As usual despite being the distance I could lob a cricket ball from the start line, I'm right up against the wire and the jog/run across the grass serves as my warm up.  And considering it's late October, warm it certainly is.  Perfect temps for running but there's a stiff wind blowing which was going to make the return leg a lot harder than the outward.  I've a fresh-out-of-the-box pair of Fastwitch on which clearly isn't the most sensible idea but I get away with it.

It's pretty well attended - there are 580-odd marathon finishers and around 2,400 in the Half - it's all well laid out and we kick off on time.

The first mile is downhill along the A6 towards the city centre but it veers off down another A-road and the first 6 miles aren't going to win any beauty prizes.  Traffic-free, (almost) spectator-free and scenery-free too. 

I was going along pretty well and I know that because I felt like stopping at 3 miles with the discomfort of it.  There aren't many runners at the sharp end and by 6 miles I think I was 4th or 5th overall.

The return leg is considerably easier on the eye, passing through the Watermead Country Park but now we're running full into the wind.  This always seems especially cruel as even though it must logically have been giving you a shove going the other way, you never seem to notice unless it's blowing a serious gale.  My mile splits dropped from 10.7mph down to below 10.  It was like a punch in the face and like Richard III I felt like I'd been buried beneath a car park.

I stopped at mile 8 for a stretch and to head off a looming stitch but clearly I SHOULDN'T HAVE!!  This is the evil voice in the head's last chuck of the dice when you're still some way from home and it has a chance.  I lost a total of 1'30" in pauses there and with a subsequent one.  I will do better to resist next time.  It's an improvement on Maidenhead at least.

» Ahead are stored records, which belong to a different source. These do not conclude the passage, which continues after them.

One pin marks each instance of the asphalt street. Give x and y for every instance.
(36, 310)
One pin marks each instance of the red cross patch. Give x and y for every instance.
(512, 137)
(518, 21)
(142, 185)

The penultimate mile twists through the city centre where quite a lot of spectators have gathered - it's a nice flat paved surface to run on and you can't stop in front of that lot.  Then there's a final sting in the tail as the last mile pays back the descent of the first and it's a fair old drag back up to the park. 

I finished in 1:20:00 and since have been trying to decide how to take that.  It's very slow in bald number terms.  If I factor in the pauses, the wind, going (minorly) off piste 3 times (one or two of the marshalls - who are of course all brilliant for turning up!! - weren't very proactive in pointing the way), and the twisty nature of the second half then it's not too bad.  I'd have liked to have seen 1:17.

I finished 9th overall and 3rd in age group - the overall winner was something like 8 minutes clear of 2nd!

I'd come back and run this again - I quite enjoyed it as it goes and the organisation was good.  Good value overall I thought - there's one of those printout gadgets that gives you your stats there and then, a T, decent medal, water, banana and other snacks in the finish funnel.

It's certainly hard coming back to race halves on the road after so much ultra-running on the trails.  They both hurt but completely differently.  It's a shock to the system to have to bash out miles at a strong tempo and I'd forgotten what that feels like. 

Next up is the Seagrave Wolds Challenge - a 16 mile trail race - followed by the Brighton 10k, an even more lung-busting vom fest 2 weeks before I fly out to Florence.